Tentu aku punya sendiri kampung penulisku. Kampung itu tidak terpaku di suatu daerah. Ia berupa perkumpulan pastinya, tidak benar-benar terikat pada suatu tempat karena ia tidak dibatasi suatu ruang, tidak dikaitkan dengan waktu karena ia menembus dimensi waktu.
Kampungku bersifat global, mendunia. Ketika aku terjun pertama lama kalinya ke dunia tulis-menulis maka gerbang kampung penulis sudah kumasuki, begitu pula jika bertemu seorang penulis atau perkumpulan maka aku menjadi bagian dari penghuni kampung penulis.
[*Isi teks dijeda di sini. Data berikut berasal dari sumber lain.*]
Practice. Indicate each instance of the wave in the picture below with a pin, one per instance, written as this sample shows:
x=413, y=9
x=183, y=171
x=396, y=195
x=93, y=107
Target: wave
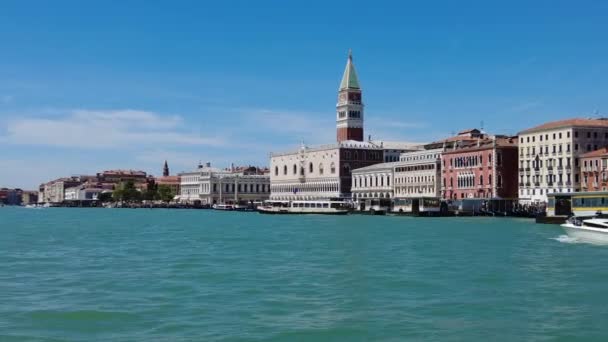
x=566, y=239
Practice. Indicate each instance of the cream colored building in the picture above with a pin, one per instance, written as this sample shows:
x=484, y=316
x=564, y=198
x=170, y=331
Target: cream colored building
x=375, y=181
x=211, y=185
x=54, y=191
x=418, y=174
x=549, y=156
x=320, y=172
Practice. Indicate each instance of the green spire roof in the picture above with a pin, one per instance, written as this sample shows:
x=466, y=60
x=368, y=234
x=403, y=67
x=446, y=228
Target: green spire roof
x=349, y=79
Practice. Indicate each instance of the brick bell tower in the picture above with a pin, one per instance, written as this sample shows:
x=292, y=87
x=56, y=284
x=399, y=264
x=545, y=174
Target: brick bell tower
x=349, y=110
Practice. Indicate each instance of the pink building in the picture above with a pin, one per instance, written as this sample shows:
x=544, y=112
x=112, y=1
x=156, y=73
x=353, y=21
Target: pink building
x=485, y=168
x=594, y=172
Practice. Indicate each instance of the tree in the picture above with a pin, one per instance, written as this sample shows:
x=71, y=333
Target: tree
x=127, y=192
x=165, y=193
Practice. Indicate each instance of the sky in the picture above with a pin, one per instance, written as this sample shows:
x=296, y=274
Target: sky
x=90, y=86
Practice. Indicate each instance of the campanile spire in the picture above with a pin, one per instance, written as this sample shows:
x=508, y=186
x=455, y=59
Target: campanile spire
x=349, y=110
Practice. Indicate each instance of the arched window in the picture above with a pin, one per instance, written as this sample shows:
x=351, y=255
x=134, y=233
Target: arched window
x=346, y=169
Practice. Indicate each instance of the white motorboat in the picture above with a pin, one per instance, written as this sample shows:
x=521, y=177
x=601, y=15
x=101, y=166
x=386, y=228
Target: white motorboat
x=305, y=207
x=225, y=207
x=594, y=230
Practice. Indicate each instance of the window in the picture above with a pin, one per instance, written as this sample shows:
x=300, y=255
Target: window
x=346, y=170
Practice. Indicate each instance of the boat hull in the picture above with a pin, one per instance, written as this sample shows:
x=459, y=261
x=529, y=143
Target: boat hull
x=586, y=234
x=293, y=212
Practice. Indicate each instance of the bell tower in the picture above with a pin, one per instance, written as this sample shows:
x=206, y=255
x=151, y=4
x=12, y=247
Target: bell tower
x=349, y=110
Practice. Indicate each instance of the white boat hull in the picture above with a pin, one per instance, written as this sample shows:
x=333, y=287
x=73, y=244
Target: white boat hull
x=586, y=234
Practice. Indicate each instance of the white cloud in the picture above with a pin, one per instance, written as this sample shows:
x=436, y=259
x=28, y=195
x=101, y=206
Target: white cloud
x=104, y=129
x=313, y=128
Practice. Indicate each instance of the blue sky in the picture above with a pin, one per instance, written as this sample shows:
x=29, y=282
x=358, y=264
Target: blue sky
x=127, y=84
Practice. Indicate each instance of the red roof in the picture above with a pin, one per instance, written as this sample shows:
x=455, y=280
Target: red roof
x=597, y=153
x=576, y=122
x=168, y=180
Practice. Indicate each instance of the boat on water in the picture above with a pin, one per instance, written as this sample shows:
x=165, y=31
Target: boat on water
x=225, y=207
x=594, y=230
x=305, y=207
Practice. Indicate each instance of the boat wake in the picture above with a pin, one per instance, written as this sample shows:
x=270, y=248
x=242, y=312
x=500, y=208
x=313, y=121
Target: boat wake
x=566, y=239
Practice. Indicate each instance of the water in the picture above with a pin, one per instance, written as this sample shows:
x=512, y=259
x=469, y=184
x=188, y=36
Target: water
x=180, y=275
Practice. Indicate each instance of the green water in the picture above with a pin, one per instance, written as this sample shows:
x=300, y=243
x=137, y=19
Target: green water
x=182, y=275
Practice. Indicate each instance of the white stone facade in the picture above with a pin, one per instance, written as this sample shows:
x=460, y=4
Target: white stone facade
x=374, y=181
x=418, y=174
x=215, y=186
x=549, y=156
x=78, y=193
x=309, y=173
x=321, y=172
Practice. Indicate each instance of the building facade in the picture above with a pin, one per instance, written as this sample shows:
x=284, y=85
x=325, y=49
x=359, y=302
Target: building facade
x=594, y=170
x=82, y=193
x=321, y=172
x=349, y=109
x=486, y=168
x=549, y=156
x=418, y=174
x=373, y=182
x=209, y=185
x=54, y=191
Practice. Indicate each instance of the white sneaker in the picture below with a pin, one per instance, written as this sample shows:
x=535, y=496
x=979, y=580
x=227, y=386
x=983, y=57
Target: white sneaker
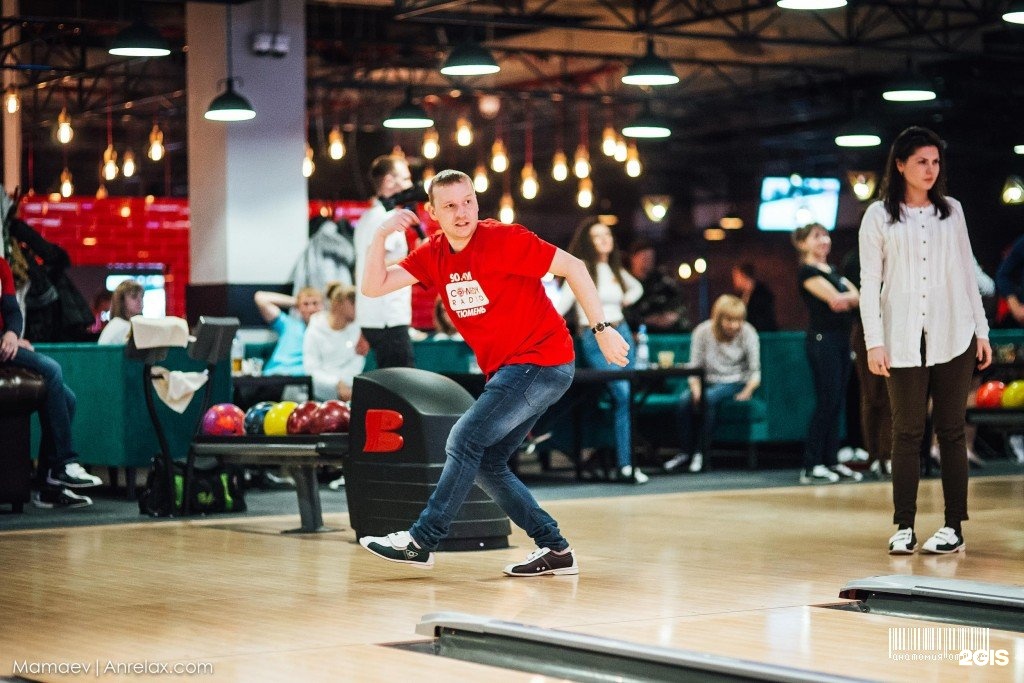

Ketika aku membaca sebuah buku fiksi atau non fiksi yang telah ditulis bertahun-tahun yang lalu, seolah-olah aku menjelajahi kampung penulis pada masa tersebut. Aku dapat melihat bagaimana keadaan kampung saat itu. ketika membaca roman sastra angkatan balai pustaka, seolah aku berada di kampung para penulis roman pada masa itu, melihat bagaimana mereka menulis di tengah kesempitan yang melanda.
Inilah kampung penulis. Kampung yang hanya dapat dirasakan hati para penulis,dengan hati itu mereka bisa saling berhubungan berbagi empati, ide dan pikiran. Di tempat ini mereka mencita-citakan sebuah tujuan yang mulia, bekerja bersama meraihnya, saling menyemangati satu sama lain walaupun berbeda tempat dan waktu.
Dan ini semua terjadi hanya karena sebuah tulisan.